Miguel Abreu's Orchard Street space. (Photo: Cara Genovese/New York Observer)
Miguel Abreu’s Orchard Street space. (Photo: Cara Genovese/New York Observer)

But now, for the first time in over a century, Chinatown’s core population may be shifting away from recent immigrants, according to a report from the Asian American Legal Defense and Education Fund published in 2013. Residential rents have more than doubled, and the report tracked rising concentrations of “high-end business” on Allen Street, Orchard Street, Houston and Delancey—areas now dotted with gallery spaces. While Asian-Americans are still the resident majority, foreign-born residents have decreased while the white population has grown.

“Some Chinatown residents feel like the galleries are invading the neighborhood without giving back,” said Herb Tam, curator and director of exhibitions at the Museum of Chinese in America at 215 Centre Street. “They aren’t showing Asian and Chinese artists, and they’re not contributing to the existing fabric of the neighborhood.”

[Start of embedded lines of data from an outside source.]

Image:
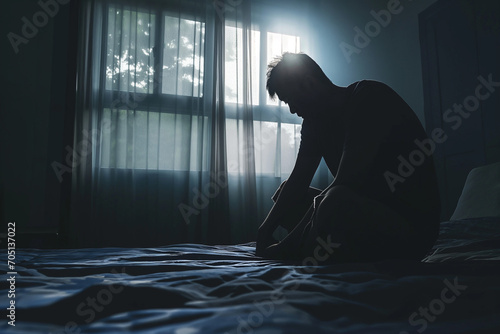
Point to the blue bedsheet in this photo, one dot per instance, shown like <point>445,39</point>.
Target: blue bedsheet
<point>190,288</point>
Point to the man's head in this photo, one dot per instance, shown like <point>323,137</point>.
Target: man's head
<point>298,81</point>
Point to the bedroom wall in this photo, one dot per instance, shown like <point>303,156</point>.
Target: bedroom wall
<point>392,55</point>
<point>33,94</point>
<point>31,118</point>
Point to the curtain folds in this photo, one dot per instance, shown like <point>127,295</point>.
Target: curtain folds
<point>175,140</point>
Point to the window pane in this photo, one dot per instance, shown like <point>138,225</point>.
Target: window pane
<point>129,65</point>
<point>266,143</point>
<point>276,45</point>
<point>234,75</point>
<point>183,57</point>
<point>290,142</point>
<point>152,140</point>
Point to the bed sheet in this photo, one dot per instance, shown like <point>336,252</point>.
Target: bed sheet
<point>192,288</point>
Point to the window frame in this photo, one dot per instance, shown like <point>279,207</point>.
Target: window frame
<point>155,101</point>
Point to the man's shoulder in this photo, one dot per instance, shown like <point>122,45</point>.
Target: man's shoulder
<point>367,86</point>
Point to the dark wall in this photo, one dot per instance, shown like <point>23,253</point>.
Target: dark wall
<point>32,118</point>
<point>392,55</point>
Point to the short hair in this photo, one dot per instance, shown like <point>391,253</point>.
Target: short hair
<point>294,66</point>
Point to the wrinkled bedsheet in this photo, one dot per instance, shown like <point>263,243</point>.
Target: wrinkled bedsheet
<point>191,288</point>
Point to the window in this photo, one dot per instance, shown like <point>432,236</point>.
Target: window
<point>154,78</point>
<point>154,64</point>
<point>277,133</point>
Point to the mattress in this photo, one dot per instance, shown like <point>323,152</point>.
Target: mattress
<point>192,288</point>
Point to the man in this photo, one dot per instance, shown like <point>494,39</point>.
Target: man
<point>364,132</point>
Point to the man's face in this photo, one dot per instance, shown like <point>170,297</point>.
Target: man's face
<point>298,101</point>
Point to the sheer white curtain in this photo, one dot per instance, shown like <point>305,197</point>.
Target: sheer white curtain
<point>175,138</point>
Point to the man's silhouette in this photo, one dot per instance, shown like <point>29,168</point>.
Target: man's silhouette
<point>365,133</point>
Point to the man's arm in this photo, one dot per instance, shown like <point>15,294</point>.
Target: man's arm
<point>293,192</point>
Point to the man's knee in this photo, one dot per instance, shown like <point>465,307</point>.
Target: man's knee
<point>278,191</point>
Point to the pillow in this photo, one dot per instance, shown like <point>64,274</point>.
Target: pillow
<point>481,194</point>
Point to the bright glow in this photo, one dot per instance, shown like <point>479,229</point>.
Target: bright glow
<point>276,45</point>
<point>234,65</point>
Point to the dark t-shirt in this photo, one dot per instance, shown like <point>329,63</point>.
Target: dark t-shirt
<point>376,119</point>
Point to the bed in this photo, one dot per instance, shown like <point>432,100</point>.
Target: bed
<point>192,288</point>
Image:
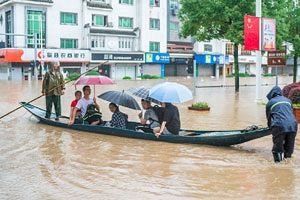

Curator and gallerist Amy Li, who runs Amy Li Projects on Mott Street out of the front of her father’s button shop, is a neighborhood native. Her family has owned and operated the He Zhen Snap Button Co. for more than 30 years. For that reason, she was drawn to the area to open her gallery, and the shared workspace arrangement she has made with her father has suited her well, she said.

“There have been local reactions to more art galleries—there’s been confusion. But I grew up here and as a kid, when my parents first opened the business in Little Italy, more Chinese immigrants were coming in. What these galleries are doing now is just the same thing.”

Rawson Projects, for example, relocated to 221 Madison Street in September 2014 from its previous location in Greenpoint. Gallery partner Chris Rawson was attracted to the area for its proximity to galleries on the Lower East Side and access to artists who lived nearby. He also mentioned that collectors were well aware of the area.

Rawson Projects inhabits a classic below-ground level space in the neighborhood. (Photo: Cara Genovese/New York Observer)
Rawson Projects inhabits a classic below-ground level space in the neighborhood. (Photo: Cara Genovese/New York Observer)

Artist Collective the Still House Group, which maintains a studio in Red Hook, recently opened a gallery at 3 Howard Street (on the border of Chinatown) on a year-long lease. Artist and collective member Isaac Brest—he also lives in Chinatown—said that searching for spaces in the area had taken a while, and was based on close relationships formed with neighborhood residents.

Bridget Donahue recently opened her own gallery on the Bowery. RYAN MCCUNE/ PatrickMcMullan.com)
Bridget Donahue recently opened her own gallery on the Bowery. (Ryan McCune/ PatrickMcMullan.com)

“It’s a space I’ve had my eye on for a long time. It used to be a pop-up night club, and was once an old Chinese food restaurant,” he told the Observer. “The area has a lot of exciting and habitable spaces. But a lot of Chinatown is a flourishing commercial area for the Chinese community, with spaces they aren’t totally willing to let go of.”

Ms. Anthony said that there’s not a lot of properties listed in the area right now, and Chinese landlords don’t own the majority of spaces she’s seeing available.  But she predicts more once area landlords realize what their properties are worth to the art community.

Katherine Chan, director of Miguel Abreu Galley, one of the neighborhood’s first galleries, said, “We’re aware of how the gallery has played a function in the role of gentrification in the neighborhood, there’s a lot of real estate activity happening, it’s sort of a bittersweet problem. On the one hand we don’t want it to change, but know it’s inevitable.”